S3 event type provides the ability to query data directly from AWS S3 buckets. Use your AWS API credentials and specify the S3 bucket to pull data through the event type.

📘

Contact LogicHub to enable the configuration.


To fetch the AWS S3, you need to create a connection and an event type. Let's look at how to create a connection and an event type for S3.

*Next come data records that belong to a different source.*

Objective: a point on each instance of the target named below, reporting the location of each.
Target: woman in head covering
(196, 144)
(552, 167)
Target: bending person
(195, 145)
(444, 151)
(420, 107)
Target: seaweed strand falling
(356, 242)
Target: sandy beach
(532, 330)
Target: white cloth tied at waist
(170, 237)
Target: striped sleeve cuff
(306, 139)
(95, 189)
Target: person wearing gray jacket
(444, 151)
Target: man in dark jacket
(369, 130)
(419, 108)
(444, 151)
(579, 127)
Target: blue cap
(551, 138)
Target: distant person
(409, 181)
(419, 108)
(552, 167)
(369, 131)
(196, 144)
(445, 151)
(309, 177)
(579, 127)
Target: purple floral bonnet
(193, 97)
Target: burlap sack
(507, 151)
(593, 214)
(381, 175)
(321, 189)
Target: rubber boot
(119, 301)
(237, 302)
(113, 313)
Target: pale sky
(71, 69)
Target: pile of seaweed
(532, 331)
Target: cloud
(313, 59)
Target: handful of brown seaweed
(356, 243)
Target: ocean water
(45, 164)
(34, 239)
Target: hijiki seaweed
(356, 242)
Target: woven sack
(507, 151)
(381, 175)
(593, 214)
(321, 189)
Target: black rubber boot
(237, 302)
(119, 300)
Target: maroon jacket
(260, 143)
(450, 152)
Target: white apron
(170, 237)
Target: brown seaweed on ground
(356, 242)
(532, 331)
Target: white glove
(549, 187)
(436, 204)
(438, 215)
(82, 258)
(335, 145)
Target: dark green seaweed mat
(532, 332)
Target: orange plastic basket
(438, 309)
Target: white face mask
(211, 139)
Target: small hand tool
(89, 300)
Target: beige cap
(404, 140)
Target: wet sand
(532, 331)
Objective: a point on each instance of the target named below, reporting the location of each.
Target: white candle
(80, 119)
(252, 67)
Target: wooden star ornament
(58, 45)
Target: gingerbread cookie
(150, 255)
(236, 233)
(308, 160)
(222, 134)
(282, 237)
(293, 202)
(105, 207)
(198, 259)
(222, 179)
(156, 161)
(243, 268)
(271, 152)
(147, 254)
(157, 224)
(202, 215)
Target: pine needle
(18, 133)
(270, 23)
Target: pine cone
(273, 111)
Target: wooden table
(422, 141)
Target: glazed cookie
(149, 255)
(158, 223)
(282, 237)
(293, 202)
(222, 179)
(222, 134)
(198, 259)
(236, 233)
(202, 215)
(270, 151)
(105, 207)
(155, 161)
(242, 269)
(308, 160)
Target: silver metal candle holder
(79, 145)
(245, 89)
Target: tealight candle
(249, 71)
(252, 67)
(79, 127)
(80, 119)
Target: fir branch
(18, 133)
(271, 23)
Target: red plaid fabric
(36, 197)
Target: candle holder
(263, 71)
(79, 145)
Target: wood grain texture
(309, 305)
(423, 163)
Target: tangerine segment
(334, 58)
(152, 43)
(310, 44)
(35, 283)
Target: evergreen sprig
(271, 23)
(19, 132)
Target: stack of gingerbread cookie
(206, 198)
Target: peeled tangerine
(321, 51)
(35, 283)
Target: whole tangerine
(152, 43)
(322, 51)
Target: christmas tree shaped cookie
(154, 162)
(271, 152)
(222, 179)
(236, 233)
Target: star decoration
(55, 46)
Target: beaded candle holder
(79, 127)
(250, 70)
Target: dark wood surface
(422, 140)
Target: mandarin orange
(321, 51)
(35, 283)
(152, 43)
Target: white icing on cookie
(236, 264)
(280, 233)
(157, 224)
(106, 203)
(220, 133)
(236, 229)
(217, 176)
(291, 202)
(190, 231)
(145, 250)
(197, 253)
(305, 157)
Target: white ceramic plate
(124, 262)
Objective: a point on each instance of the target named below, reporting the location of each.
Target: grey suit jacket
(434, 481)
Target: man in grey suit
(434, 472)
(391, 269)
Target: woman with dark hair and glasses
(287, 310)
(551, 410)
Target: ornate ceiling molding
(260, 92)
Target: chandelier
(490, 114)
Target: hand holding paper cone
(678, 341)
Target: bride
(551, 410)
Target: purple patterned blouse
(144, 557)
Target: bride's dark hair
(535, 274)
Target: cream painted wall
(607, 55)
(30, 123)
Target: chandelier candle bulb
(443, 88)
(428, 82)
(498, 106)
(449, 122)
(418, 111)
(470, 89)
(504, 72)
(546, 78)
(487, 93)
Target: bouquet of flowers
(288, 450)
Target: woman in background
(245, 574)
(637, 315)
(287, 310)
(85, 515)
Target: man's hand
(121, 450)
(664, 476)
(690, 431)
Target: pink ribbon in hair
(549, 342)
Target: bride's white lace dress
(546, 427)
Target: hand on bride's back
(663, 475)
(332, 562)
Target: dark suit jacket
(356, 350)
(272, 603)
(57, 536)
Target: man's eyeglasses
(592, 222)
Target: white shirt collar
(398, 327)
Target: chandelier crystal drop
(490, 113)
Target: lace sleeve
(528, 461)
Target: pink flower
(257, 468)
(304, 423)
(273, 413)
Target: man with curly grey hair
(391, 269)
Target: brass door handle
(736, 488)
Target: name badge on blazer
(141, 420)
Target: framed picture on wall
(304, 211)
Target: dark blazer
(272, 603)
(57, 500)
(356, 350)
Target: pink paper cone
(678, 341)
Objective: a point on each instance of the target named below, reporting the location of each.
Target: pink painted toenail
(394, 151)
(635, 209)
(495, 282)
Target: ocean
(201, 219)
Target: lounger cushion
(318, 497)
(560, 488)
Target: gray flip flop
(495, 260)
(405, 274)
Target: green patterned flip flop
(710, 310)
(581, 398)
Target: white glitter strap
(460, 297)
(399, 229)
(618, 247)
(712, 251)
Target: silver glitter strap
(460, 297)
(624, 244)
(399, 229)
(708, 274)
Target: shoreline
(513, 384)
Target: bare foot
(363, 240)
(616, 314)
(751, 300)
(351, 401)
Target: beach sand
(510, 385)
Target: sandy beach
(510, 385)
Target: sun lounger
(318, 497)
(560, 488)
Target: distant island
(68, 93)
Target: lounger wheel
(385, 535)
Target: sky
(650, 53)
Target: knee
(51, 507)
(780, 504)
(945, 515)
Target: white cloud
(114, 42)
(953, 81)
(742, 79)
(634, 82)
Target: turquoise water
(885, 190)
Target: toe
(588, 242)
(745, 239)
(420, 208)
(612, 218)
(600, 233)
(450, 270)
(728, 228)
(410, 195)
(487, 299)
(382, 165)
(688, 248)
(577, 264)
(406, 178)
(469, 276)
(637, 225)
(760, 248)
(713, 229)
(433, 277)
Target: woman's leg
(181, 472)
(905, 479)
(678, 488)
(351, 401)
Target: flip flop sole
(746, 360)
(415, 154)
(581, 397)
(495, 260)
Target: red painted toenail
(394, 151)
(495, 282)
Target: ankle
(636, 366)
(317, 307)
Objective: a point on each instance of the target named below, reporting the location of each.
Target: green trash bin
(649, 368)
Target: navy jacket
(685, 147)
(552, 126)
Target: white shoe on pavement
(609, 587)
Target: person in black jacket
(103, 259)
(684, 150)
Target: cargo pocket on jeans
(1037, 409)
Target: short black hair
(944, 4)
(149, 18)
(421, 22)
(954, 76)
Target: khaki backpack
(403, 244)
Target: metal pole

Create a Connection for S3

  1. Go to My Library > Connections.
  2. Click New.
  3. Select the Connection Type as s3 for AWS.
    • Enter the following credentials in the add connection form:
      • Access Key: Enter a valid AWS access key.
      • Secret: Enter a valid AWS secret key.
      • URL: Provide a valid URL. Uses3.amazonaws.com or s3-{region}.amazonaws.com. To set a default region for the S3 connection, use s3-{region}.amazonaws.com. We recommend that you use a region-specific URL for better download speed.
  4. Click Save.

Create an S3 Event Type

  1. Go to My Library > Event Types.
  2. Click New.
  3. Enter the following details in the event type form:
    • Name: Enter a name to identify the event type. The name can consist of alphanumeric characters and underscores ( _ ). The first character can't be a number.
    • Source: Click Query to base the event type on a query to an external connection.
    • Connection: Choose an S3 connection from the drop-down. The following fields are part of the S3 connection.
      The following is the complete list of JSON keys and their descriptions. These JSON keys can be used to specify the data to retrieve in the fields.
    • Query: Enter the query as in the example below and click Save.

JSON Key

Description

Required

AWS Region

Choose the region from the drop-down.

  • Used to specify bucket region.
  • If you specify a region in connection via URL s3-{region}.amazonaws.com, then specifying a region in query JSON will override this.
  • If there is a region specified in the connection URL and your bucket is in another region then, it will throw an error.

Optional

Bucket
[String]

Enter the bucket where the data you want to query is located. S3 bucket name to fetch the data from.

Required

Key Pattern

Enter the pattern of the address of the files you want to query data from. Refer to the below table for the sample key patterns.
The prefix of objects you want to download from the S3 bucket.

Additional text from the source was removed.